Re: [PATCH 2/2] tpm: tpm_crb: enhance resource mapping mechanism for supporting AMD's fTPM

From: Seunghun Han
Date: Fri Aug 30 2019 - 12:55:07 EST


>
> > From: linux-integrity-owner@xxxxxxxxxxxxxxx <linux-integrity-
> > owner@xxxxxxxxxxxxxxx> On Behalf Of Seunghun Han
> > Sent: Friday, August 30, 2019 9:55 AM
> > To: Jason Gunthorpe <jgg@xxxxxxxx>
> > Cc: Jarkko Sakkinen <jarkko.sakkinen@xxxxxxxxxxxxxxx>; Peter Huewe
> > <peterhuewe@xxxxxx>; open list:TPM DEVICE DRIVER <linux-
> > integrity@xxxxxxxxxxxxxxx>; Linux Kernel Mailing List <linux-
> > kernel@xxxxxxxxxxxxxxx>
> > Subject: EXT: Re: [PATCH 2/2] tpm: tpm_crb: enhance resource mapping
> > mechanism for supporting AMD's fTPM
> >
> > >
> > > On Fri, Aug 30, 2019 at 06:56:39PM +0900, Seunghun Han wrote:
> > > > I got an AMD system which had a Ryzen Threadripper 1950X and MSI
> > > > mainboard, and I had a problem with AMD's fTPM. My machine showed
> > an
> > > > error message below, and the fTPM didn't work because of it.
> > > >
> > > > [ 5.732084] tpm_crb MSFT0101:00: can't request region for resource
> > > > [mem 0x79b4f000-0x79b4ffff] [ 5.732089] tpm_crb: probe
> > > > of MSFT0101:00 failed with error -16
> > > >
> > > > When I saw the iomem, I found two fTPM regions were in the ACPI NVS
> > area.
> > > > The regions are below.
> > > >
> > > > 79a39000-79b6afff : ACPI Non-volatile Storage
> > > > 79b4b000-79b4bfff : MSFT0101:00
> > > > 79b4f000-79b4ffff : MSFT0101:00
> > > >
> > > > After analyzing this issue, I found that crb_map_io() function
> > > > called
> > > > devm_ioremap_resource() and it failed. The ACPI NVS didn't allow the
> > > > TPM CRB driver to assign a resource in it because a busy bit was set
> > > > to the ACPI NVS area.
> > > >
> > > > To support AMD's fTPM, I added a function to check intersects
> > > > between the TPM region and ACPI NVS before it mapped the region. If
> > > > some intersects are detected, the function just calls devm_ioremap()
> > > > for a workaround. If there is no intersect, it calls
> > devm_ioremap_resource().
> > > >
> > > > Signed-off-by: Seunghun Han <kkamagui@xxxxxxxxx>
> > > > ---
> > > > drivers/char/tpm/tpm_crb.c | 25 +++++++++++++++++++++++--
> > > > 1 file changed, 23 insertions(+), 2 deletions(-)
> > >
> > > This still seems to result in two drivers controlling the same memory.
> > > Does this create bugs and races during resume?
> > >
> > > Jason
> >
> > When I tested this patch in my machine, it seemed that ACPI NVS was saved
> > after TPM CRB driver sent "TPM2_Shutdown(STATE)" to the fTPM while
> > suspending. Then, ACPI NVS was restored while resuming.
> > After resuming, PCRs didn't change and TPM2 tools such as tpm2_pcrlist,
> > tpm2_extend, tpm2_getrandoms worked well.
> > So, according to my test result, it seems that the patch doesn't create bugs
> > and race during resume.
> >
> > Seunghun
>
> This was discussed earlier on the list.
> The consensus was that, while safe now, this would be fragile, and subject to
> unexpected changes in ACPI/NVS, and we really need to tell NVS to exclude the
> regions for long term safety.

Thank you for your advice. We also discussed earlier and concluded
that checking and raw remapping are enough to work around this. The
link is here, https://lkml.org/lkml/2019/8/29/962 .

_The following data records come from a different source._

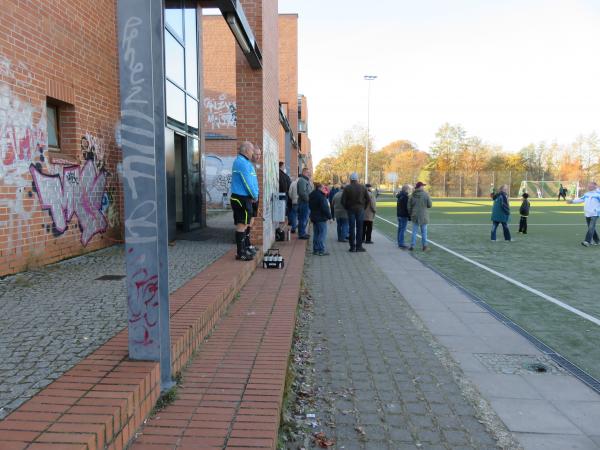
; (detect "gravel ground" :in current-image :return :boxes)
[0,213,233,419]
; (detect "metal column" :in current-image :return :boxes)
[118,0,173,390]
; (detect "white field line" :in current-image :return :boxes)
[426,223,585,228]
[377,216,600,325]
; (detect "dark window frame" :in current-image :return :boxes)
[46,98,62,153]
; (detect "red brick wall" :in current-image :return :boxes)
[0,0,122,276]
[279,14,298,176]
[202,16,237,138]
[236,0,281,246]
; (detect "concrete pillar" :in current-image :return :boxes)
[236,0,280,249]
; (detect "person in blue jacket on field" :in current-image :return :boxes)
[230,141,259,261]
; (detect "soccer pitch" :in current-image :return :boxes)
[375,195,600,380]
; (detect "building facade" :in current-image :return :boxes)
[0,0,310,276]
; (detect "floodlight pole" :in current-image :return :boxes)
[364,75,377,184]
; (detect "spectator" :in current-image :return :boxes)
[363,184,377,244]
[568,181,600,247]
[308,183,331,256]
[396,184,411,248]
[288,178,300,234]
[279,161,292,225]
[297,167,312,239]
[492,184,512,242]
[519,192,530,234]
[230,141,259,261]
[327,184,340,216]
[342,173,370,252]
[408,181,432,252]
[331,186,349,242]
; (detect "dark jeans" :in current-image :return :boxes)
[519,216,527,234]
[298,203,310,236]
[398,217,408,247]
[585,216,600,244]
[313,222,327,253]
[348,209,365,249]
[492,222,510,241]
[288,205,298,231]
[335,217,350,241]
[363,220,373,242]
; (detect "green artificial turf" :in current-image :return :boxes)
[375,196,600,379]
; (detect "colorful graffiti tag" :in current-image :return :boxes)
[29,161,108,245]
[204,94,237,130]
[206,155,235,205]
[261,130,279,251]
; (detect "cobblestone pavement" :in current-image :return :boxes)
[0,214,232,420]
[288,230,499,450]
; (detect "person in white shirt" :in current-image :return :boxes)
[568,181,600,247]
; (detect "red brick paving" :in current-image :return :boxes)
[0,246,268,450]
[131,240,306,450]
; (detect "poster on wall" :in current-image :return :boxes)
[261,130,279,251]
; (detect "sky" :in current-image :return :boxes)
[279,0,600,162]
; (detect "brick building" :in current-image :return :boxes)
[202,14,310,207]
[0,0,121,275]
[0,0,308,276]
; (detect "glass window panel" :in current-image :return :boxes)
[46,105,59,148]
[187,95,199,135]
[166,81,185,125]
[185,8,198,97]
[165,0,183,40]
[165,32,185,88]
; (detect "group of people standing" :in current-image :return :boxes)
[289,169,377,256]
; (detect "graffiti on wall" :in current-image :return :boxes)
[81,133,106,171]
[205,155,235,204]
[204,94,237,130]
[29,161,108,245]
[261,130,279,251]
[0,61,47,255]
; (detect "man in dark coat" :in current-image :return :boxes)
[308,183,331,256]
[342,173,371,252]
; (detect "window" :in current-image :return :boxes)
[164,0,200,136]
[46,102,60,151]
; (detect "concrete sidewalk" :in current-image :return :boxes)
[296,227,506,450]
[368,232,600,450]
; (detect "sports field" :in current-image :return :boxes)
[375,195,600,379]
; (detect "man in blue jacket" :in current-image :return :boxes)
[230,141,259,261]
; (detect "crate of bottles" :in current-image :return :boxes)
[263,248,285,269]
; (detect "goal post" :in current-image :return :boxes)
[519,180,579,198]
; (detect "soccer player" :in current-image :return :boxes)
[230,141,258,261]
[567,181,600,247]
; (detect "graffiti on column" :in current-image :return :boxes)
[204,94,237,130]
[262,130,279,250]
[29,161,108,245]
[206,155,235,204]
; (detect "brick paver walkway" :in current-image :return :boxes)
[131,239,306,450]
[300,230,497,450]
[0,214,232,420]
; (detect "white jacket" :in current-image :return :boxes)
[288,178,298,205]
[573,189,600,217]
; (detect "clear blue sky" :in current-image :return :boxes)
[279,0,600,165]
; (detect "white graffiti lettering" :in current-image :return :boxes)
[29,161,108,246]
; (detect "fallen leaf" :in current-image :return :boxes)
[313,431,335,448]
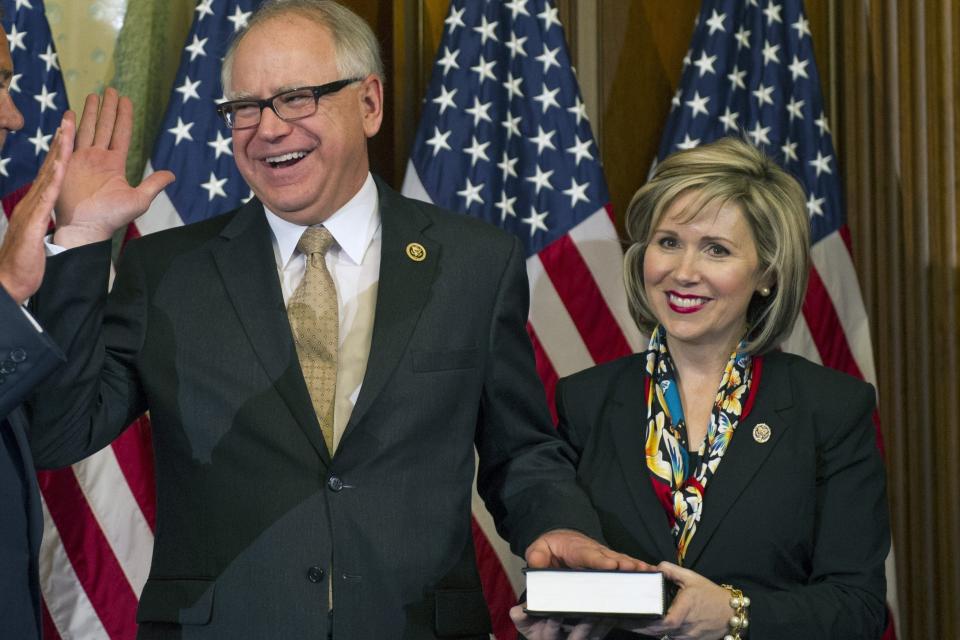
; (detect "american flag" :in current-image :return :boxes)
[403,0,640,638]
[0,0,153,638]
[658,0,896,640]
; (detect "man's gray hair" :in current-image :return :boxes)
[220,0,384,97]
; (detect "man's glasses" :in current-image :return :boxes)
[217,78,363,129]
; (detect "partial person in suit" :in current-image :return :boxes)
[511,138,890,640]
[0,23,73,640]
[24,0,638,639]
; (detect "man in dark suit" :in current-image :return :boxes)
[32,0,637,639]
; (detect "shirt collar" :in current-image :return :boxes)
[263,173,380,267]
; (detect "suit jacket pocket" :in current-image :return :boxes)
[433,589,493,638]
[137,578,216,624]
[410,347,480,372]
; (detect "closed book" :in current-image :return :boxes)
[525,569,668,617]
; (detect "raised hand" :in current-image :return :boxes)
[53,89,174,248]
[0,111,76,304]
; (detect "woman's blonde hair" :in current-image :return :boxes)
[624,137,810,354]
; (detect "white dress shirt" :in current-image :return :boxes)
[264,174,381,451]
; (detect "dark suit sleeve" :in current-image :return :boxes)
[747,384,890,640]
[0,287,63,417]
[28,241,146,468]
[476,239,601,556]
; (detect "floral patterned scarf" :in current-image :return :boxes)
[646,326,753,565]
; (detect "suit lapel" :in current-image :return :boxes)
[213,199,330,464]
[684,354,792,567]
[605,357,677,561]
[344,180,441,439]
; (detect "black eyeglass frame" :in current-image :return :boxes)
[217,78,363,130]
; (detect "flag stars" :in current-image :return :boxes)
[753,84,774,107]
[432,85,457,114]
[493,191,517,222]
[787,96,805,122]
[200,171,227,202]
[534,43,560,75]
[505,31,527,60]
[807,193,826,218]
[537,4,560,32]
[504,0,530,20]
[497,151,520,180]
[457,178,483,209]
[33,85,57,113]
[207,131,233,160]
[788,56,810,82]
[500,115,520,140]
[426,127,451,158]
[437,47,460,77]
[707,9,727,35]
[463,136,490,168]
[186,34,209,62]
[727,65,747,91]
[174,76,200,104]
[470,56,497,84]
[37,44,60,73]
[684,91,710,118]
[733,25,751,51]
[562,178,590,208]
[807,150,833,178]
[780,138,799,162]
[566,136,593,167]
[473,16,500,47]
[533,83,560,113]
[763,40,780,66]
[27,127,53,156]
[718,107,740,133]
[503,71,523,101]
[525,164,553,195]
[677,133,700,151]
[167,117,194,146]
[194,0,213,21]
[520,207,549,238]
[227,5,253,33]
[7,24,27,53]
[464,96,493,127]
[813,111,830,136]
[567,96,590,126]
[790,13,812,40]
[443,6,467,35]
[747,120,770,147]
[693,51,717,78]
[763,1,783,27]
[530,125,557,154]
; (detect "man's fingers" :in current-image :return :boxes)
[137,170,176,202]
[77,93,100,149]
[93,87,120,149]
[110,96,133,154]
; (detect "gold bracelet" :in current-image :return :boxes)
[720,584,750,640]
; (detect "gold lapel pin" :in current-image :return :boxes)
[407,242,427,262]
[753,422,773,444]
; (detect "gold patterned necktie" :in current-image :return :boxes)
[287,226,340,456]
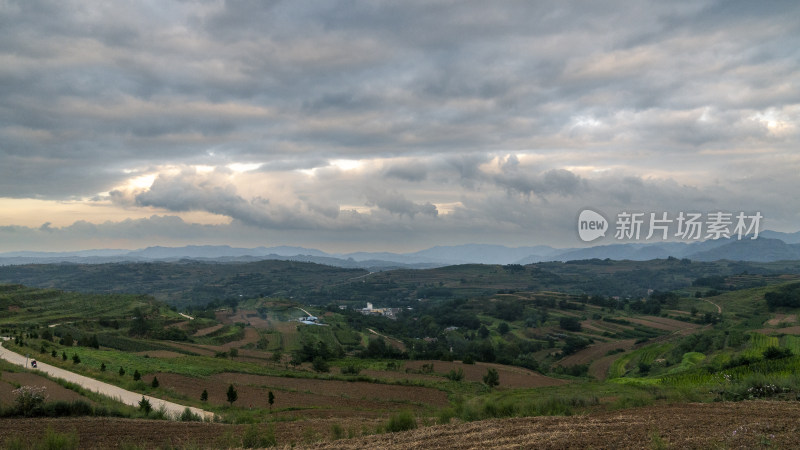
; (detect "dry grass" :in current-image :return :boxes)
[307,402,800,449]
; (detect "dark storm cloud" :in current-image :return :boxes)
[0,0,800,250]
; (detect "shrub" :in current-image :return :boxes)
[178,407,203,422]
[225,384,239,406]
[341,364,361,375]
[483,367,500,388]
[242,424,277,448]
[12,386,47,417]
[331,423,344,441]
[311,356,331,372]
[36,427,79,450]
[139,395,153,416]
[763,346,792,359]
[445,367,464,381]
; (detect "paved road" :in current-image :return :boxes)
[0,338,214,421]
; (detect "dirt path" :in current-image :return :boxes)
[0,342,214,421]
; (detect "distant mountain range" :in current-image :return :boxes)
[0,231,800,271]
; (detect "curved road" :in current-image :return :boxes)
[0,338,214,421]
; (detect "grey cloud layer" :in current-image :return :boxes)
[0,0,800,250]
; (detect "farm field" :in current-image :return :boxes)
[0,262,800,448]
[306,401,800,449]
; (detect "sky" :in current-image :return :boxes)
[0,0,800,252]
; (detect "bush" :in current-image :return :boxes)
[178,407,203,422]
[386,411,417,433]
[341,364,361,375]
[483,367,500,388]
[139,396,153,416]
[763,346,792,359]
[311,356,331,372]
[445,367,464,381]
[12,386,47,417]
[242,424,278,448]
[36,427,79,450]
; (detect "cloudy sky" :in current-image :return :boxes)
[0,0,800,251]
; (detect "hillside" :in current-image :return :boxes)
[0,258,800,308]
[0,268,800,448]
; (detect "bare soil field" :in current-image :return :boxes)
[0,372,89,406]
[764,314,797,327]
[405,360,567,388]
[143,373,447,417]
[753,325,800,335]
[625,316,700,331]
[0,401,800,449]
[0,417,386,449]
[135,350,186,358]
[589,353,622,380]
[306,401,800,449]
[558,339,636,366]
[220,328,260,350]
[192,324,225,337]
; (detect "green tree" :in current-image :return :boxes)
[130,308,150,336]
[483,367,500,388]
[225,384,239,406]
[497,322,511,335]
[311,356,331,372]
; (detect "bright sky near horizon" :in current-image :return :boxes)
[0,0,800,252]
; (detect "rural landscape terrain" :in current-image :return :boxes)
[0,258,800,448]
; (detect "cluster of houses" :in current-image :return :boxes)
[360,302,401,320]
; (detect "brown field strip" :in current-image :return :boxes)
[305,401,800,449]
[0,372,89,406]
[405,360,567,388]
[557,339,636,366]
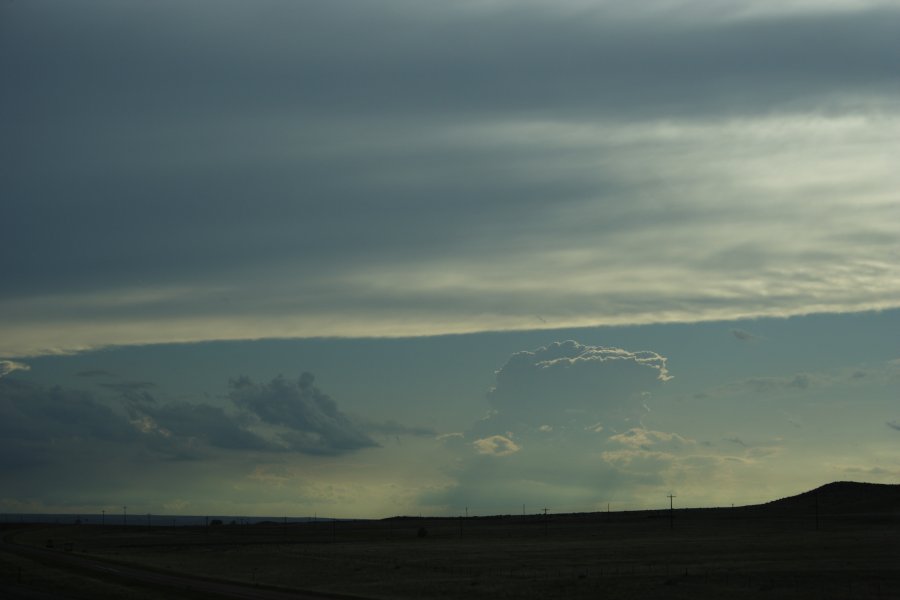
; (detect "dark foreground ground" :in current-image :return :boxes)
[0,486,900,600]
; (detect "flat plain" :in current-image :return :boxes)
[1,484,900,600]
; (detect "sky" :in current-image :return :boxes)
[0,0,900,517]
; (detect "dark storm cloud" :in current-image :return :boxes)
[131,402,277,450]
[229,373,378,454]
[0,2,900,296]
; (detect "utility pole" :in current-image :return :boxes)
[668,492,676,529]
[814,491,819,531]
[544,506,547,537]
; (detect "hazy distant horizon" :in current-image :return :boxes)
[0,0,900,518]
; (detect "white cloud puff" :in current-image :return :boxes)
[472,435,522,456]
[0,360,31,377]
[488,340,672,431]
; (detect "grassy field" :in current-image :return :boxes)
[7,507,900,600]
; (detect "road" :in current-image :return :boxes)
[0,536,362,600]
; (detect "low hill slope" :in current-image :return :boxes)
[754,481,900,514]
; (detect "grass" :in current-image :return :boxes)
[7,509,900,600]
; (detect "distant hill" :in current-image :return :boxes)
[753,481,900,514]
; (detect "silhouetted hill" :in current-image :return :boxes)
[754,481,900,514]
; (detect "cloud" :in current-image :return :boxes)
[488,340,671,429]
[358,419,438,437]
[472,435,522,456]
[228,373,378,454]
[97,381,156,394]
[731,329,759,342]
[131,402,270,450]
[609,427,691,450]
[0,360,31,377]
[739,373,818,394]
[75,369,115,377]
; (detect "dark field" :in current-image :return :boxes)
[2,486,900,599]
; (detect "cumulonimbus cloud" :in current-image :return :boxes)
[488,340,672,429]
[0,360,31,377]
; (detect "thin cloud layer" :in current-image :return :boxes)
[0,0,900,357]
[488,340,671,431]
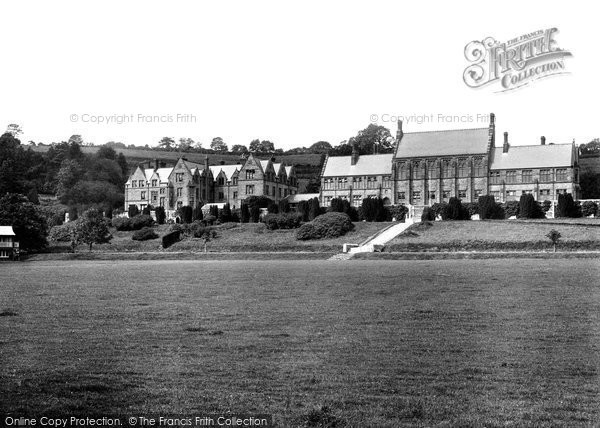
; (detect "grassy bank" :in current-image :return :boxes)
[385,219,600,252]
[49,222,390,253]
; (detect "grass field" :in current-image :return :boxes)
[0,259,600,427]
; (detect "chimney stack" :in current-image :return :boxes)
[350,143,358,165]
[396,120,404,144]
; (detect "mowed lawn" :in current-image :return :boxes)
[387,219,600,251]
[0,259,600,427]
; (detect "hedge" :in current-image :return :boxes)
[263,213,302,230]
[131,227,158,241]
[112,215,154,231]
[162,230,181,248]
[296,212,354,240]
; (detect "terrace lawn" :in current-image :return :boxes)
[386,219,600,251]
[0,260,600,427]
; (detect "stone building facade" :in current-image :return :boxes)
[125,155,298,213]
[320,114,580,206]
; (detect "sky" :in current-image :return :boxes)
[0,0,600,149]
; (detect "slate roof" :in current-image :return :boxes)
[0,226,15,236]
[394,128,489,158]
[490,144,574,169]
[286,193,319,204]
[209,165,241,181]
[323,153,394,177]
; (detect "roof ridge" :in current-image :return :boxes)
[404,126,489,135]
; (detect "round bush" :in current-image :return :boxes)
[131,227,158,241]
[263,213,302,230]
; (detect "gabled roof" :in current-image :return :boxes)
[323,153,393,177]
[156,167,173,183]
[284,193,319,204]
[394,128,489,158]
[0,226,15,236]
[490,144,575,169]
[209,165,241,181]
[258,159,271,172]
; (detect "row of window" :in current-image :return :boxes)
[398,189,483,202]
[490,168,568,184]
[398,158,487,180]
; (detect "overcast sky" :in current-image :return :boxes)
[0,0,600,149]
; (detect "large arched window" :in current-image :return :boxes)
[458,158,471,177]
[442,159,454,178]
[398,162,410,180]
[473,157,487,177]
[427,160,440,179]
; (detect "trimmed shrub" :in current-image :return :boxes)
[296,212,354,240]
[219,203,232,223]
[131,227,158,241]
[581,201,598,217]
[127,205,140,218]
[296,201,308,221]
[385,205,410,221]
[154,207,167,224]
[244,196,273,208]
[326,198,360,221]
[48,222,75,242]
[477,195,504,220]
[177,205,194,223]
[519,193,546,218]
[267,202,279,214]
[69,207,79,221]
[431,202,448,220]
[240,202,250,223]
[463,202,479,218]
[308,198,321,221]
[112,215,154,231]
[112,217,131,231]
[263,213,301,230]
[446,197,471,220]
[421,207,435,222]
[250,205,260,223]
[279,199,290,213]
[554,193,581,218]
[541,199,552,213]
[192,204,204,221]
[130,215,154,230]
[162,230,181,248]
[502,201,519,218]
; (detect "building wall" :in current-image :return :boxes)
[490,167,580,202]
[125,157,298,211]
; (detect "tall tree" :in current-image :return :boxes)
[0,193,48,250]
[231,144,248,155]
[158,137,175,150]
[349,123,394,155]
[210,137,227,152]
[75,209,112,251]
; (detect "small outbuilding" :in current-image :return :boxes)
[0,226,19,260]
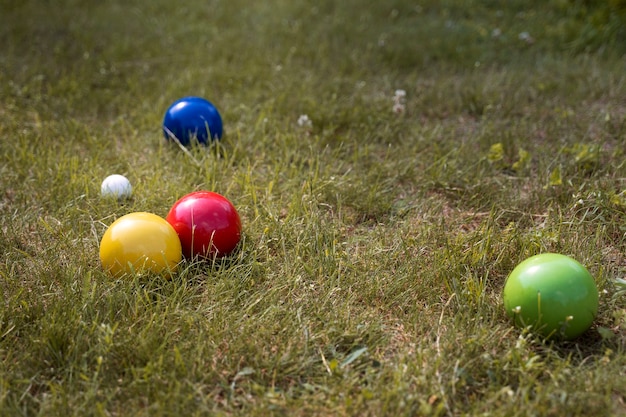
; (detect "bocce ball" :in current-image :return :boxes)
[163,97,222,146]
[503,253,598,340]
[100,212,182,276]
[100,174,133,200]
[165,191,241,258]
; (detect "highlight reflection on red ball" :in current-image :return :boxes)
[165,191,241,258]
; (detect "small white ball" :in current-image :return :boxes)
[100,174,133,199]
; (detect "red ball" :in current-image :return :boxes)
[165,191,241,258]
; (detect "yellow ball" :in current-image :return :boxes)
[100,212,182,276]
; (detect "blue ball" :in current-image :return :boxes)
[163,97,222,146]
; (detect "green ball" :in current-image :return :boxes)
[503,253,598,340]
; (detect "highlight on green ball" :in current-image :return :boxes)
[503,253,599,340]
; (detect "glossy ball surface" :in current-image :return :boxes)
[100,212,182,276]
[166,191,241,258]
[503,253,598,340]
[100,174,133,200]
[163,97,223,146]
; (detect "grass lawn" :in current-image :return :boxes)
[0,0,626,417]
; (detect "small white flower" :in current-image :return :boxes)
[298,114,313,128]
[393,103,405,113]
[517,32,535,43]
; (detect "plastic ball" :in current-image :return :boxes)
[165,191,241,258]
[100,174,133,200]
[100,212,182,276]
[163,97,223,146]
[503,253,598,340]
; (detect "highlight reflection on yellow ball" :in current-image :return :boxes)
[100,212,182,276]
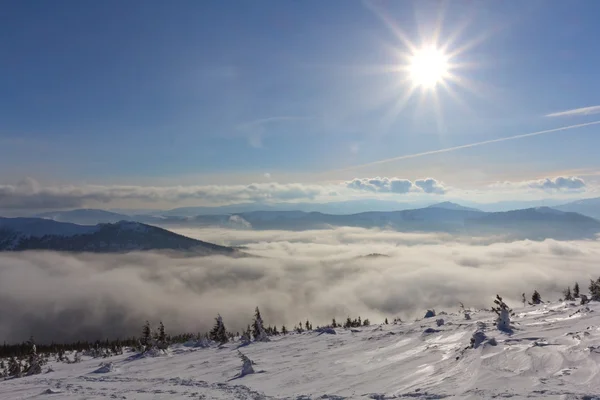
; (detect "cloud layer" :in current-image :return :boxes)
[346,177,446,194]
[491,176,587,192]
[0,228,600,342]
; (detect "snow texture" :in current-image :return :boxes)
[0,302,600,400]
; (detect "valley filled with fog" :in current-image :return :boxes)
[0,228,600,342]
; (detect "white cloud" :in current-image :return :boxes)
[0,179,330,209]
[346,177,446,194]
[546,106,600,117]
[415,178,446,194]
[0,228,600,342]
[490,176,587,192]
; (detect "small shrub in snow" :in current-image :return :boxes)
[252,307,269,342]
[209,315,229,344]
[589,278,600,301]
[94,362,115,374]
[563,286,575,301]
[238,350,254,378]
[315,326,337,335]
[471,327,498,349]
[573,282,579,299]
[492,295,514,332]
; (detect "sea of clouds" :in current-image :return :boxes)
[0,228,600,342]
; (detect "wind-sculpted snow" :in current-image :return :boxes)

> As separate issues, the patches do not work at all on some of my AMD systems.
> First, you only force the remap if the overlap is with NVS, but I have systems
> where the overlap is with other reserved regions. You should force the remap
> regardless, but if it is NVS, grab the space back from NVS.

I didn't know about that. I just found the case from your thread that
AMD system assigned TPM region into the reserved area. However, as I
know, the reserved area has no busy bit so that TPM CRB driver could
assign buffer resources in it. Right? In my view, if you patched your
TPM driver with my patch series, then it could work. Would you explain
what happened in TPM CRB driver and reserved area?

>
> Second, the patch extends the wrong behavior of the current driver to both
> buffer regions. If there is a conflict between what the device's control
> register says, and what ACPI says, the existing driver explicitly "trusts the ACPI".
> This is just wrong. The actual device will use the areas as defined by its
> control registers regardless of what ACPI says. I talked to Microsoft, and
> their driver trusts the control register values, and doesn't even look at the
> ACPI values.

As you know, the original code trusts the ACPI table because of the
workaround for broken BIOS, and this code has worked well for a long
time. In my view, if we change this code to trust control register
value, we could make new problems and need a lot of time to check the
workaround. So, I want to trust the ACPI value now.

>
> In practice, I have tested several systems in which the device registers show
> The correct 4K buffers, but the driver instead trusts the ACPI values, which
> list just 1K buffers. 1K buffers will not work for large requests, and the
> device is going to read and write the 4K buffers regardless.
>
> dave

I know about that. However, the device driver is not going to read and
write 4K buffers if you patch your TPM driver with my patch series.
One of my patches has an enhancement feature that could calculate the
buffer size well. The TPM driver uses exactly 1K buffer for this case,
not 4K buffer, and it works.

Seunghun